Remember in middle school when you thought you had “chipmunk cheeks” and hated yourself for it? Well, your face was prime real estate! Celebrities are paying upwards of $1,000 a pop for cherubic contours like yours. According to the UK’s Daily Mail, “baby face” becomes your personal fountain of youth when you start to get older and ladies are clamoring for it left and right. Women with naturally round cheeks have a leg up over thin-faced women when they want to begin attempting to “defy the aging process.” (Except you’re still aging on the inside, hun. Nobody’s defying anything.)

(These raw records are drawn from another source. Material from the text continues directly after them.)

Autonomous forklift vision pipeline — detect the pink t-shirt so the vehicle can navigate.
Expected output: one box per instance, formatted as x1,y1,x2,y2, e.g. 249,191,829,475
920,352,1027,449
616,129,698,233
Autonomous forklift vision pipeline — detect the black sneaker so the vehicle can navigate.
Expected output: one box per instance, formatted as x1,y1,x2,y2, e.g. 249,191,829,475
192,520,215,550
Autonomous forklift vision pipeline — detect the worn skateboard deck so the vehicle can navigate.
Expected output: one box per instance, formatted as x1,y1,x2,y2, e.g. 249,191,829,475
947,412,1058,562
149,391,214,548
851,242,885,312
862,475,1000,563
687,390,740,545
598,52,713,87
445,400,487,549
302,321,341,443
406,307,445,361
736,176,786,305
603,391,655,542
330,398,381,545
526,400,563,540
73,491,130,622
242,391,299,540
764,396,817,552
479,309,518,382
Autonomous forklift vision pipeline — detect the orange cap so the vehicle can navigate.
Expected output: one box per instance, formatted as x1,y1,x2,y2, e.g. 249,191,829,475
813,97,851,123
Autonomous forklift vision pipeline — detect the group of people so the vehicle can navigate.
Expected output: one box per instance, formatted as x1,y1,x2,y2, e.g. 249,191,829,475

Filling in smile lines used to be the go-to in the chase for youth, but some women are complaining their face looks older when it’s “thin.” It seems that there’s this thing called the Triangle of Youth, in which young people’s cheeks are the widest part of their faces. (Apparently that fact needed its own special terminology?) As we get older, our face-triangle deflates, our natural baby-faced cheeks lose definition and turn us into sad sacks who are supposed to spend our days crying for our lost youth. At least, that’s what the doctors say – sort of. Doctors also say that cheeks are a part of the face with “relatively little movement,” so cheek fillers can last up to a year before you need another appointment. It also boosts your collagen production, so your body can start to grow its own cheek fat. What a step for womankind!
I don’t know about you, but the thought of a needle in my cheek gives me the skeeves. “Thin-faced” ladies of the world, keep doing you.